宮古島を薬草の拠点に 

(有)
沖縄長生薬草本社

 経営理念は「薬草を源に、人類の健康のために技術と真心で奉仕する」―。城辺町下里添出身の下地清吉さん(60)が経営する沖縄長生薬草本社(佐敷町)は、薬草事業のパイオニアとして人びとの健康や元気な地域づくりに貢献してきた。祖母の知恵から生まれた同社の薬草製品は今、世界に広がっている。
(那覇支局・川満勇人記者)



沖縄長生薬草本社の役員と社員のみなさん
 

オバァの知恵 沖縄から世界へ

 幼いころ、近くに病院がなかったため、けがや病気のときはおばぁが野山の野草(薬草)を使って治してくれた。身近にある薬草の不思議な力に興味を持ち二十代から趣味で薬草の栽培を始めた。これがきっかけとなり「身体の不調で悩んでいる人たちに、薬草を知ってもらいたい」と思い、さらなる研究・開発を続けてきた。
 創業当時は薬でもなく野菜でもない薬草はほとんど認知されていなかったので、全く売れなかった。
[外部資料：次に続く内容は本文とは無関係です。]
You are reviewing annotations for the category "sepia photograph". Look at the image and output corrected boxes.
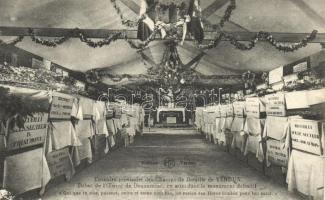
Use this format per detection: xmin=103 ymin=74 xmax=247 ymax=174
xmin=0 ymin=0 xmax=325 ymax=200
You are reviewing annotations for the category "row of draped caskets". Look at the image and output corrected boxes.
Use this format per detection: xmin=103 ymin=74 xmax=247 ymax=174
xmin=195 ymin=89 xmax=325 ymax=199
xmin=1 ymin=87 xmax=144 ymax=194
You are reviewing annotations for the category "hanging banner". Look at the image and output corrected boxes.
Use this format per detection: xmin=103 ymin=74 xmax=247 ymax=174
xmin=233 ymin=101 xmax=245 ymax=117
xmin=50 ymin=92 xmax=74 ymax=119
xmin=266 ymin=140 xmax=288 ymax=167
xmin=265 ymin=93 xmax=286 ymax=117
xmin=269 ymin=66 xmax=283 ymax=84
xmin=7 ymin=113 xmax=48 ymax=150
xmin=46 ymin=148 xmax=74 ymax=180
xmin=43 ymin=58 xmax=52 ymax=70
xmin=290 ymin=119 xmax=323 ymax=155
xmin=293 ymin=61 xmax=308 ymax=73
xmin=3 ymin=148 xmax=51 ymax=194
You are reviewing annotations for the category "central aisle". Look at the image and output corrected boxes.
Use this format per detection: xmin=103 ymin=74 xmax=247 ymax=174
xmin=44 ymin=130 xmax=300 ymax=200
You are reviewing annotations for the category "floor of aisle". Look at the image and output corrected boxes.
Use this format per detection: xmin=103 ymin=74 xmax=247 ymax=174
xmin=42 ymin=130 xmax=301 ymax=200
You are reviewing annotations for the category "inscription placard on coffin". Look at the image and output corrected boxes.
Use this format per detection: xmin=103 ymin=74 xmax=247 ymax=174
xmin=266 ymin=139 xmax=288 ymax=167
xmin=290 ymin=119 xmax=323 ymax=155
xmin=7 ymin=113 xmax=48 ymax=150
xmin=46 ymin=148 xmax=74 ymax=180
xmin=220 ymin=105 xmax=228 ymax=117
xmin=265 ymin=93 xmax=286 ymax=117
xmin=50 ymin=92 xmax=74 ymax=119
xmin=233 ymin=101 xmax=245 ymax=117
xmin=227 ymin=104 xmax=234 ymax=117
xmin=245 ymin=97 xmax=265 ymax=118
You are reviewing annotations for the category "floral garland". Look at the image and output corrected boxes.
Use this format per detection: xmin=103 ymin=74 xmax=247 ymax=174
xmin=124 ymin=26 xmax=159 ymax=50
xmin=26 ymin=28 xmax=122 ymax=48
xmin=203 ymin=0 xmax=236 ymax=31
xmin=111 ymin=0 xmax=140 ymax=27
xmin=0 ymin=36 xmax=24 ymax=45
xmin=225 ymin=30 xmax=317 ymax=52
xmin=28 ymin=28 xmax=69 ymax=47
xmin=219 ymin=0 xmax=236 ymax=27
xmin=79 ymin=31 xmax=122 ymax=48
xmin=199 ymin=30 xmax=317 ymax=52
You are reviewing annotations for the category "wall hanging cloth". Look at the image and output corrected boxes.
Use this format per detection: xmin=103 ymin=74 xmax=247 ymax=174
xmin=286 ymin=150 xmax=325 ymax=200
xmin=3 ymin=148 xmax=51 ymax=194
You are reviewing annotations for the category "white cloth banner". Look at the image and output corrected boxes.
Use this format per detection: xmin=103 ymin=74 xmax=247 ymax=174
xmin=49 ymin=121 xmax=81 ymax=152
xmin=79 ymin=97 xmax=95 ymax=116
xmin=3 ymin=148 xmax=51 ymax=194
xmin=72 ymin=138 xmax=93 ymax=166
xmin=244 ymin=135 xmax=264 ymax=162
xmin=50 ymin=92 xmax=74 ymax=119
xmin=286 ymin=150 xmax=325 ymax=200
xmin=263 ymin=116 xmax=289 ymax=141
xmin=244 ymin=118 xmax=265 ymax=135
xmin=231 ymin=117 xmax=245 ymax=132
xmin=46 ymin=148 xmax=75 ymax=180
xmin=266 ymin=139 xmax=289 ymax=168
xmin=95 ymin=119 xmax=109 ymax=137
xmin=6 ymin=113 xmax=48 ymax=150
xmin=75 ymin=120 xmax=94 ymax=140
xmin=290 ymin=119 xmax=324 ymax=155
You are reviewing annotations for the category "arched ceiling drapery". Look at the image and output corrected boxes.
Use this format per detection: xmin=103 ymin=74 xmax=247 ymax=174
xmin=0 ymin=0 xmax=325 ymax=83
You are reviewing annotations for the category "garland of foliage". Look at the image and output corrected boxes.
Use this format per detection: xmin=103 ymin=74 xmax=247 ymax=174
xmin=199 ymin=30 xmax=317 ymax=52
xmin=79 ymin=31 xmax=122 ymax=48
xmin=28 ymin=28 xmax=69 ymax=47
xmin=28 ymin=28 xmax=122 ymax=48
xmin=0 ymin=0 xmax=317 ymax=52
xmin=0 ymin=36 xmax=24 ymax=45
xmin=124 ymin=26 xmax=159 ymax=49
xmin=111 ymin=0 xmax=140 ymax=27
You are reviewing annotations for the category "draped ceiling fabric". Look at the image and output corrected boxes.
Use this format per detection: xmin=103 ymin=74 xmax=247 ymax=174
xmin=0 ymin=0 xmax=325 ymax=84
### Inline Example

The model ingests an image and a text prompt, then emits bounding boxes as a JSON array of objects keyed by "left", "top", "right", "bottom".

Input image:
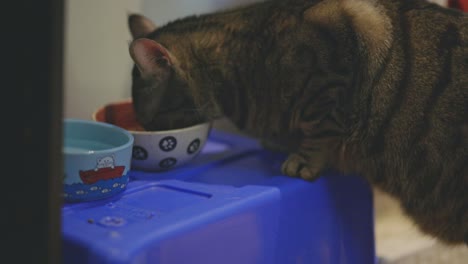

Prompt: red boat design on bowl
[{"left": 79, "top": 166, "right": 125, "bottom": 184}]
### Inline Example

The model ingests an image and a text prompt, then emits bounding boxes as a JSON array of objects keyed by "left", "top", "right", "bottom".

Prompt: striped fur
[{"left": 129, "top": 0, "right": 468, "bottom": 243}]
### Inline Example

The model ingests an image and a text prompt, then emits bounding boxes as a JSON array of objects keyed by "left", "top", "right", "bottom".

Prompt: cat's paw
[{"left": 281, "top": 153, "right": 322, "bottom": 181}]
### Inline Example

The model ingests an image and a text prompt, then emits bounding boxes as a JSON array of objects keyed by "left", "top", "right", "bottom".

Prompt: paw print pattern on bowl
[{"left": 92, "top": 99, "right": 212, "bottom": 171}]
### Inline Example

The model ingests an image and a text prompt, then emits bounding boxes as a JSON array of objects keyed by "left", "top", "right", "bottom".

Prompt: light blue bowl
[{"left": 63, "top": 118, "right": 134, "bottom": 202}]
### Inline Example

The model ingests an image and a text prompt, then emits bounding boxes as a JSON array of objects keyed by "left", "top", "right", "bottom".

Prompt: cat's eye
[{"left": 155, "top": 57, "right": 169, "bottom": 67}]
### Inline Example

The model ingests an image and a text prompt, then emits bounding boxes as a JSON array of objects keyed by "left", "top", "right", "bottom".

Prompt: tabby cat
[{"left": 129, "top": 0, "right": 468, "bottom": 244}]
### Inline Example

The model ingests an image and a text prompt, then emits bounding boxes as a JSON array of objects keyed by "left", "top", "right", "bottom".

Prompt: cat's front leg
[
  {"left": 281, "top": 139, "right": 339, "bottom": 181},
  {"left": 281, "top": 148, "right": 327, "bottom": 181}
]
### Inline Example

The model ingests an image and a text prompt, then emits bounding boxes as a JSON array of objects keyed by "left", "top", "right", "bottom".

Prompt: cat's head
[{"left": 128, "top": 15, "right": 206, "bottom": 130}]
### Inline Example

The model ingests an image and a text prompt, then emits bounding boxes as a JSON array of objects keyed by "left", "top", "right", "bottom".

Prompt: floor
[
  {"left": 214, "top": 119, "right": 468, "bottom": 264},
  {"left": 374, "top": 190, "right": 468, "bottom": 264}
]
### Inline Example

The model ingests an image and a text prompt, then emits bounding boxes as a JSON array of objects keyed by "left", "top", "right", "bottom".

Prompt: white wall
[
  {"left": 64, "top": 0, "right": 260, "bottom": 119},
  {"left": 64, "top": 0, "right": 141, "bottom": 119}
]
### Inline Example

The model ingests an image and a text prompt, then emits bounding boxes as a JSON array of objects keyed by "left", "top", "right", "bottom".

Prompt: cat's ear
[
  {"left": 130, "top": 38, "right": 172, "bottom": 76},
  {"left": 128, "top": 14, "right": 156, "bottom": 39}
]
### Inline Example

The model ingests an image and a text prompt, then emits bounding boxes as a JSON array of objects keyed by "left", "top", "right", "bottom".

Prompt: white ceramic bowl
[{"left": 92, "top": 99, "right": 211, "bottom": 171}]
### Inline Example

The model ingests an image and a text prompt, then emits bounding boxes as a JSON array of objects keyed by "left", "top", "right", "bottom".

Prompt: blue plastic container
[{"left": 62, "top": 130, "right": 375, "bottom": 264}]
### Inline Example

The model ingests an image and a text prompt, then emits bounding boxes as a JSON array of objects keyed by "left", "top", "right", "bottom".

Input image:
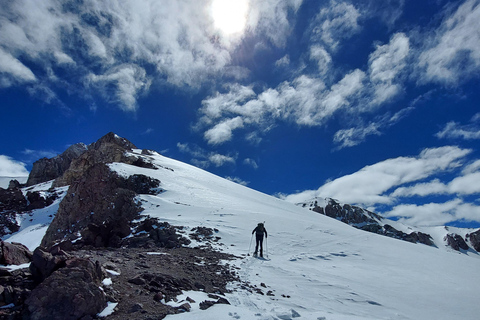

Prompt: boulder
[
  {"left": 466, "top": 229, "right": 480, "bottom": 252},
  {"left": 443, "top": 233, "right": 469, "bottom": 251},
  {"left": 0, "top": 241, "right": 32, "bottom": 265},
  {"left": 25, "top": 258, "right": 107, "bottom": 320},
  {"left": 41, "top": 164, "right": 141, "bottom": 248},
  {"left": 30, "top": 247, "right": 69, "bottom": 283},
  {"left": 27, "top": 143, "right": 87, "bottom": 186}
]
収入が無く生活は大変だったが、それでもケーブル工事のアルバイトをしながら県内各地の薬草を調べ歩いた。あちこちの現場に行った際に、時間を見つけては野山へ入り薬草を収集した。現在は県内をはじめ世界各国の薬草約千種類以上を集め約三百種類を栽培する。
 八〇年に、ウコン、クミスクチン、グワバなど十三種をブレンドした「健康一番茶」がヒット商品となり、ブレンド茶の先駆的役割を果たした。ほかにも主力商品となる三十八種類をブレンドした「福寿来A」など、これまで千種類以上の薬草から八十五種類の商品を開発し販売する。
 自社農場一万八千坪のほかに、本島北部や宮古、石垣などに約四万坪、四十三戸の農家と契約栽培を実施している。
 現在宮古では、ウコンとキダチアロエを約一万坪の農地に栽培、また狩俣地区を中心に農家と契約し、約八千坪の畑でウコンの試験栽培を行う計画もある。
 将来は、宮古島全域を薬草の拠点にし、百数十dの生産量が確保できるようになれば、宮古に加工工場も造りたい考えだ。そのほか、沖縄の健康食を味わってもらいながら、長期滞在するような観光拠点も目指していく。
 二〇〇一年から、十七種類の薬草をブレンドした商品「健命一番茶」を、アメリカ全土で五十店舗のレストランをチェーン展開する「ベニハナ社」(本社フロリダ州)に本格的に出荷を始めた。健康志向の強いアメリカへの出荷ということで、今後、輸出の拡大が期待される。
 また〇四年には、日本から中国へ輸出するための許可も中国政府から取得した。今年は十月にドイツで開催される国際見本市に出展し、これをきっかけにヨーロッパへの進出も目指す。
 下地社長は「これからが本当のスタート。『長寿県沖縄から世界へ―』を合言葉に、世界へ大きく羽ばたきたい」と意気込んだ。
 同社は、一九七四年に創業、九一年に法人化し原料薬草の栽培から加工(粉末、顆粒、錠剤、ティーパック、エキスドリンク)、商品製造、卸、小売りまで一貫した生産販売を行う。従業員は九十人(パート含む)。品質保証のISO9001と安全な製品を製造するための危機管理システムHACCPの認証を取得して安全な商品の製造加工、販売に取り組んでいる。